UZUN SÜRELİ İŞSİZLİĞİN YARATTIĞI TEHDİT

Seyfettin Gürsel ve Mehmet Cem Şahin

Korana salgını patlak vermeden önce Türkiye’de işsizlik 2018 yılından itibaren artışa geçmiş ve 2019 ortalarında doruk noktasına erişmişti. Her ne kadar geçen yılın sonbaharından itibaren işsizlikte tedrici bir azalma süreci gözlemlense de tüm sektörlere yayılan güçlü bir istihdam artışı yaşanmadığından önceki krizlerde olduğu gibi işsiz sayısında hızlı bir azalma gündemde değildi. Bu olgunun doğal sonucu olarak işsizlik sürelerinin de uzaması kaçınılmazdı. Bu araştırma notunda işsizlik sürelerindeki gelişmeler, cinsiyet, eğitim düzeyi, sektör ve ilk kez iş arayanlar gibi farklı boyutlarıyla incelenmektedir.

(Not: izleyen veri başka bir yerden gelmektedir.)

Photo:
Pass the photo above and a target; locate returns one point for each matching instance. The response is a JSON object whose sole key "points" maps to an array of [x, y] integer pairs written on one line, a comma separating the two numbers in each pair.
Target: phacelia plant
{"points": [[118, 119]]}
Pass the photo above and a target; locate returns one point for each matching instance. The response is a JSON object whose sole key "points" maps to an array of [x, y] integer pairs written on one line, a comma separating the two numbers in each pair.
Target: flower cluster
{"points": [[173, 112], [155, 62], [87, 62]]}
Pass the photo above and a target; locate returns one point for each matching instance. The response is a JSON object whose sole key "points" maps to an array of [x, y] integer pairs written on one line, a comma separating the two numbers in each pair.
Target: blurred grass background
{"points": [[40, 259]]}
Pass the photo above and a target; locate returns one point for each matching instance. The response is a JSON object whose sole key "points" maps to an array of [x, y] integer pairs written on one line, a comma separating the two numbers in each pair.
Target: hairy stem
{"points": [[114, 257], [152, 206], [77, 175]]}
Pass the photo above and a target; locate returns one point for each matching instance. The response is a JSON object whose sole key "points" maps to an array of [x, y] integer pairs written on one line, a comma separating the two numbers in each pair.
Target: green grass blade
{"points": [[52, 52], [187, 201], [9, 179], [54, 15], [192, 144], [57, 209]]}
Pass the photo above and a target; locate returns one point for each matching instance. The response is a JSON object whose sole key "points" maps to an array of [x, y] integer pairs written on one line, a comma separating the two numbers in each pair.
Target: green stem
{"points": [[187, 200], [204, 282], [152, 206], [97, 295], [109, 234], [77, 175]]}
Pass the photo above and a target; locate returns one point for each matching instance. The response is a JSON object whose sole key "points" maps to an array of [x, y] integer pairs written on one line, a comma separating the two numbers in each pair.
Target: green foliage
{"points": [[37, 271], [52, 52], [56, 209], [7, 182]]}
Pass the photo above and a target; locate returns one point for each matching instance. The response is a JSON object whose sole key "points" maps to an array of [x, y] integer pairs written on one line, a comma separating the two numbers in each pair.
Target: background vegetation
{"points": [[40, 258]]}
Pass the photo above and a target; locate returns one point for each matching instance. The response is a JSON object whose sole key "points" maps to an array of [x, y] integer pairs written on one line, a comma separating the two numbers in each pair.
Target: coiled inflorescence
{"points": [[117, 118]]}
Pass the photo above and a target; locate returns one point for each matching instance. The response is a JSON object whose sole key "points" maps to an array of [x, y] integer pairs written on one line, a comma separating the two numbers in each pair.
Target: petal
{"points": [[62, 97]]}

Tahmin edileceği üzere son iki yılda işsizlik sürelerinde belirgin bir artış yaşanmıştır. Buna paralel olarak bir yıl ve daha uzun süredir iş arayıp bulamayan işsizlerin sayısı neredeyse ikiye katlanarak bir milyonu aşmıştır. Uzun süreli işsizlerdeki artışın ağırlıklı olarak yükseköğrenim mezunları ile düşük eğitimli (lise altı) kesimde ortaya çıktığı görülmektedir. Kuşkusuz en çarpıcı bulgu, bu artışın oldukça şiddetli bir dozda kadın işsizler arasında gerçekleşmiş olmasıdır. Sonuçta uzun süreli işsizler grubunda zaten var olan cinsiyet eşitsizliği daha da derinleşmiştir. Sektörler itibariyle uzun süreli işsizlik artışından en çok etkilenen sektörün tahmin edilebileceği gibi inşaat olduğu, ardından hizmet sektörünün geldiği görülmektedir. Hizmet sektöründe en çok etkilenen kesimin kadın işsizler olduğu görülmektedir. Büyük ölçüde işgücü piyasasına yeni giren gençlerden oluşan “Daha önce hiç çalışmamış” grubunda uzun süreli işsiz sayısı artışı dramatik boyutlardadır. 2017’den 2019’a iki yıl içinde bu sayı toplamda 114 binden 150 bine yükselirken kadınlarda 77 binden 116 bine ulaşmış erkeklerde ise 38 binden 34 bine gerilemiştir. İşgücü piyasasına yeni giren kadınların iş bulmakta yaşadıkları güçlük barizdir.

Mart ayının ortalarından itibaren Türkiye’yi etkisi altına alan Korana salgınının bu tabloyu daha da ağırlaştıracağı aşikârdır. Ekonomi yönetimi düne kadar işsizleri yaşamlarını asgari düzeyde idame etmelerine yönelik önlemleri ihmal etmişti. Salgının yarattığı olağanüstü koşullarda olağanüstü koruma önlemlerine başvurulması acil hale gelmiştir. İşsizlik tazminat sisteminde gerek hak kazanma koşullarının gerek tazminat sürelerinin köklü bir şekilde gevşetilmesi gerekmektedir. Buna ek olarak işsizlik tazminatından yine de yararlanamayacak olan işsizlerin ailelerine doğrudan gelir desteği düşünülmelidir.